In some cases is totally whimsical. Funny quote for Rudin, Functional Analysis about Tychonoff's Theorem:

"A. Tychonoff proved this for Cartesian products of intervals (Math. Ann., vol. 1 02, pp. 544--561, 1930) and used it to construct what is now known as the Čech (or Stone-Čech) compactification of a completely regular space. E. Čech (Ann. Math., vol. 38, pp. 823-844, 1937 ; especially p. 830) proved the general case of the theorem and studied properties of the compactification. Thus it appears that Čech proved the Tychonoff theorem, whereas Tychonoff found the Čech compactification-a good illustration of the historical reliability of mathematical nomenclature."

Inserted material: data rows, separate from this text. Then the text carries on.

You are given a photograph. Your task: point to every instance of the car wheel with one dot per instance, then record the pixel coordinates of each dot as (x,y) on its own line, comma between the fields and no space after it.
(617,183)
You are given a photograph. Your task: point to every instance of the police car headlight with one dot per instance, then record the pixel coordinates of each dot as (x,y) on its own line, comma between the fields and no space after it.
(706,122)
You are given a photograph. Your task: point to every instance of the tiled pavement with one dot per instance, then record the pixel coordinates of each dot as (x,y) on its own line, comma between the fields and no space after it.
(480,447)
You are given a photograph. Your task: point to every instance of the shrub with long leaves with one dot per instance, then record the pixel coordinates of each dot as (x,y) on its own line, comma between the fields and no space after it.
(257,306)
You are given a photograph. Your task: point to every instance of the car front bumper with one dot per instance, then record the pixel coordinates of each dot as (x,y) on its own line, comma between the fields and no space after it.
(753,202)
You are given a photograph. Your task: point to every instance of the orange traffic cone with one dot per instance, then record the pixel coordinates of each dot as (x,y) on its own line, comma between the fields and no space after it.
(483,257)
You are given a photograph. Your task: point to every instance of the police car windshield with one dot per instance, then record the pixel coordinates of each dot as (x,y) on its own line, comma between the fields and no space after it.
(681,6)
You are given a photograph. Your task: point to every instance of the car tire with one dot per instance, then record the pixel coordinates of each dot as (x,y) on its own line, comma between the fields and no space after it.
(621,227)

It seems that the usual way in modern mathematics is that one author is investigating a particular mathematical structure in a research paper, and then other authors reference this structure with the name of the original author attached. Usually, important theorems are named after people who published them (cf. also Stigler's Law). This also results in important mathematical objects from the theorem to get the same name.

For instance:

David Hilbert developed a theory of quadratic forms of infinitely many unknowns in a series of notes in the years 1906 to 1910, essentially laying the foundation of selfadjoint operators in Hilbert spaces. But the methods involved do not make use of Hilbert spaces (the only one is $\ell^2$). It's told ([1]) that Hilbert asked the following, after a talk by Herrmann Weyl (translation by me):

Weyl, there's one thing you need to explain to me: What's a Hilbert's space? I did not understand this.

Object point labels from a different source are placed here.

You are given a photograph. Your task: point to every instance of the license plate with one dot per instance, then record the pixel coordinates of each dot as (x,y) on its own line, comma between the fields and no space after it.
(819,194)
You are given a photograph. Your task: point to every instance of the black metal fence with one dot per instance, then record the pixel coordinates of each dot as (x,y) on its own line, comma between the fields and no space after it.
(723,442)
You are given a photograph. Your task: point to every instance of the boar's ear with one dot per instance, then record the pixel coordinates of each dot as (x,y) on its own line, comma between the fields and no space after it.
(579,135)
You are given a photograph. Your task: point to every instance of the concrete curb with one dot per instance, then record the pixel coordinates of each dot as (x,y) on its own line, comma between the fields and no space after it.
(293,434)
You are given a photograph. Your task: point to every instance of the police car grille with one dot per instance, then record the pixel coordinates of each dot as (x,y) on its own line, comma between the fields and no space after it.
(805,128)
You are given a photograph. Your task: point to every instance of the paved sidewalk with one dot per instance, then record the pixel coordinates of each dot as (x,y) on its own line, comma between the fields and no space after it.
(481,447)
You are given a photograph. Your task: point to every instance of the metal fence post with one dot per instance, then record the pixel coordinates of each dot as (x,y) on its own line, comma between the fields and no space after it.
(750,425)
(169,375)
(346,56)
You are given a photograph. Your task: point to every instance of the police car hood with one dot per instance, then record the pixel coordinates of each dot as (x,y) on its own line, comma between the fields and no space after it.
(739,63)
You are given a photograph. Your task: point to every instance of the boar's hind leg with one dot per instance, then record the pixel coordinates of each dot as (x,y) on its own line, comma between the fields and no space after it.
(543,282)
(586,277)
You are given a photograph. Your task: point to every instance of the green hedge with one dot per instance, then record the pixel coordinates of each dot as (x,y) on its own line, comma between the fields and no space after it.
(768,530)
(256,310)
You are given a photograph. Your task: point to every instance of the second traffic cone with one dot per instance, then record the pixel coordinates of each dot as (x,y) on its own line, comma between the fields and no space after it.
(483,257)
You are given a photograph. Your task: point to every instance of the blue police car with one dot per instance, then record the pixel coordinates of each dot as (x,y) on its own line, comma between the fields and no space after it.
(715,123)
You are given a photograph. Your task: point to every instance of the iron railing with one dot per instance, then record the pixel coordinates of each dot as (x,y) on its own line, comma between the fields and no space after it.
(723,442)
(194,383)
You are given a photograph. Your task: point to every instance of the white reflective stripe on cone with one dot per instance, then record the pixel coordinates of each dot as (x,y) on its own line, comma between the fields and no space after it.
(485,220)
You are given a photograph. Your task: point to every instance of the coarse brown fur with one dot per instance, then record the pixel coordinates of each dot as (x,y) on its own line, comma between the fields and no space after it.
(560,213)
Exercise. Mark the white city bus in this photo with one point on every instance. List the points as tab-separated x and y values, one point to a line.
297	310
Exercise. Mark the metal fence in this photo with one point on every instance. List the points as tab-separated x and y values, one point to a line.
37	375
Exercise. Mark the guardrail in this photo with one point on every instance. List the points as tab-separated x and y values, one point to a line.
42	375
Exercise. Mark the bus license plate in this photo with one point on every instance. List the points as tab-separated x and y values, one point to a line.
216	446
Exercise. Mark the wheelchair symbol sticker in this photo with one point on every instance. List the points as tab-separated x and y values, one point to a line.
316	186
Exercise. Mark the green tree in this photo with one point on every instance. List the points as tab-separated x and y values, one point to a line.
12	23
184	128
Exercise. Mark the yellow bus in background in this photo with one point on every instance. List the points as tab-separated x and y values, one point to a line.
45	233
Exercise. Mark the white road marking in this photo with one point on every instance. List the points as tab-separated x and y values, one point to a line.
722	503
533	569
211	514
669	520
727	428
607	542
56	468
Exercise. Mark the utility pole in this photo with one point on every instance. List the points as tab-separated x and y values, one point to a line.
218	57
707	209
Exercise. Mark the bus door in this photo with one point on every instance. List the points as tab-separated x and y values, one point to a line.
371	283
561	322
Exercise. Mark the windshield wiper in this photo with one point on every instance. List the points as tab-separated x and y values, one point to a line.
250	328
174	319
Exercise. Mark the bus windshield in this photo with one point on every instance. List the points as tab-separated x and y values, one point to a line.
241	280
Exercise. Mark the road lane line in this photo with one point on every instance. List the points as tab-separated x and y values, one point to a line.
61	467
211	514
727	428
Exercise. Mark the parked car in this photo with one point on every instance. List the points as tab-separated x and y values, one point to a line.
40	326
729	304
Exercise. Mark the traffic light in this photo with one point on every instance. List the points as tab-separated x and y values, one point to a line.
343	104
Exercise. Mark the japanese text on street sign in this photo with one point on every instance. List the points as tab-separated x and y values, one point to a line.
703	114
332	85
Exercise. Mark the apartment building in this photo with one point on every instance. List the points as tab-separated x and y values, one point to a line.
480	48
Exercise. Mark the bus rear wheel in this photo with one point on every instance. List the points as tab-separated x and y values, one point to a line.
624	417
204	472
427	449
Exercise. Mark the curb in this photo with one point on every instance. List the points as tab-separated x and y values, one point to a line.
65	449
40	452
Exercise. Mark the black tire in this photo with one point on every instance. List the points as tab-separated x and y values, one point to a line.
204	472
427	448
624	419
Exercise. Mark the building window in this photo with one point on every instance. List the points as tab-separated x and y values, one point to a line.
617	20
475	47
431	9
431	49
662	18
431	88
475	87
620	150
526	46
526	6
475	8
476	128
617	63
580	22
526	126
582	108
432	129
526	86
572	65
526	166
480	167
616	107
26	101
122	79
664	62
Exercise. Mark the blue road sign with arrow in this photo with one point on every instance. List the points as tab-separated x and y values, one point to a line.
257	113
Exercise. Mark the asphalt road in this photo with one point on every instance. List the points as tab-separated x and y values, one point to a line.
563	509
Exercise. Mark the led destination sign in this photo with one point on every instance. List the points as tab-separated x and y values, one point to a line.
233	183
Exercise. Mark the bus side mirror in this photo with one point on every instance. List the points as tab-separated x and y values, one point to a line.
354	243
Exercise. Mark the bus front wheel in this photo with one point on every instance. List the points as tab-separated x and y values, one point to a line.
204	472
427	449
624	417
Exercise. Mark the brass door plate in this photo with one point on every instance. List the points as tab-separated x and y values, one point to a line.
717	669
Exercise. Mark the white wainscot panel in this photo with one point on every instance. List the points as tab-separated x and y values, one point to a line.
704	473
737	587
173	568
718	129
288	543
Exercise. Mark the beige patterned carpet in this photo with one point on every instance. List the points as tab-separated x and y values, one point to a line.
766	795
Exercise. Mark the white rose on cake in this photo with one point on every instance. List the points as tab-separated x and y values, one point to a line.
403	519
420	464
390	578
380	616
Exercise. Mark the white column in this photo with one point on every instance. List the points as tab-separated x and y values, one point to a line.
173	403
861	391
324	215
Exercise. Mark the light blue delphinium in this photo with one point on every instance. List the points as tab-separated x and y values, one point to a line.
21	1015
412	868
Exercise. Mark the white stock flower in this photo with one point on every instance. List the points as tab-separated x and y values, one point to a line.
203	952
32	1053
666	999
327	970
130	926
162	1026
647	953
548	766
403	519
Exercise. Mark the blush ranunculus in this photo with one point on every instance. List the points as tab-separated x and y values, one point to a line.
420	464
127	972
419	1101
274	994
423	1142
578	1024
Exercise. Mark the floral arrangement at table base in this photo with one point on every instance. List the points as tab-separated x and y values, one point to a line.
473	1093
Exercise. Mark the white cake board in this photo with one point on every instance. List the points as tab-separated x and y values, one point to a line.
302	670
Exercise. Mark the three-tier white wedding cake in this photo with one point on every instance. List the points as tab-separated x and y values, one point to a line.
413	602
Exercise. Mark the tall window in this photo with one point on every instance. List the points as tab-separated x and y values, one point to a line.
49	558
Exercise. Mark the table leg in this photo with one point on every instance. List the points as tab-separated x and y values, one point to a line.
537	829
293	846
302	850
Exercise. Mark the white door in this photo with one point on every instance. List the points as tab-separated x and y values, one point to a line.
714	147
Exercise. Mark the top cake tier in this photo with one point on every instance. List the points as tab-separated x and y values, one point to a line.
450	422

Stefan Banach contributed in an essential way to the examination of Banach spaces; his dissertation was printed in 1922. The term "Banach spaces" was introduced by Fréchet in 1928; in a monography from 1932, Banach himself uses the term "spaces of type (B)".

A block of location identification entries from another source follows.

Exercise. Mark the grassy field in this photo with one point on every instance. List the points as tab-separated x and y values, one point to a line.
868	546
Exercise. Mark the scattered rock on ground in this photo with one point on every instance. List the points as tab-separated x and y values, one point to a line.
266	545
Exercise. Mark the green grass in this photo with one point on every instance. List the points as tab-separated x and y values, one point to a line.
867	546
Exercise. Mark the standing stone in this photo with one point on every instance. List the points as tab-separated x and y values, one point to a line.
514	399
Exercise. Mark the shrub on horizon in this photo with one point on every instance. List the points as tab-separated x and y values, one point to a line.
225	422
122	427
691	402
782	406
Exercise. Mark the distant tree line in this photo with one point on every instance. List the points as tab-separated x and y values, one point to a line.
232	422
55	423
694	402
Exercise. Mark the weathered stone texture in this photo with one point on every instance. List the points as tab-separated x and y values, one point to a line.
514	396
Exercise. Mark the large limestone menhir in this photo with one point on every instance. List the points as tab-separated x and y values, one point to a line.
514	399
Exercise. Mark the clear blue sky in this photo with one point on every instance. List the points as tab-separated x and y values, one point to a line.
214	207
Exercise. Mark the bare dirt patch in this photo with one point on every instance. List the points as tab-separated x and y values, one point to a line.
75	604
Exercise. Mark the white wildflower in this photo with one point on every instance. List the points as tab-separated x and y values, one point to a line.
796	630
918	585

Similarly, Hirotugu Akaike introduced in his 1974 paper "A new look at the statistical model identification " an information criterion called "An Information Criterion" and abreviated it with AIC. Conveniently, this was backronymed to "Akaike's Information Criterion" rather quickly, e.g. in N. Sugiura's "Further analysis of the data by Akaike’s information criterion and the finite corrections" from 1978.

[1]: Dirk Werner: Funktionalanalysis, Chapter V: Hilbert Spaces, Sec. 7: Remarks (German)


I think no one ever decides to name something after himself. Often enough person A first does some pioneering work, then person B comes along and identifies the proper space/notion/object underlying the work of person A and expands further the theory, and proposes to name it after A.

Or A comes up with some really important notion, then everyone cites A's results/notion and by consensus it becomes A's space/graph/theorem or whatever.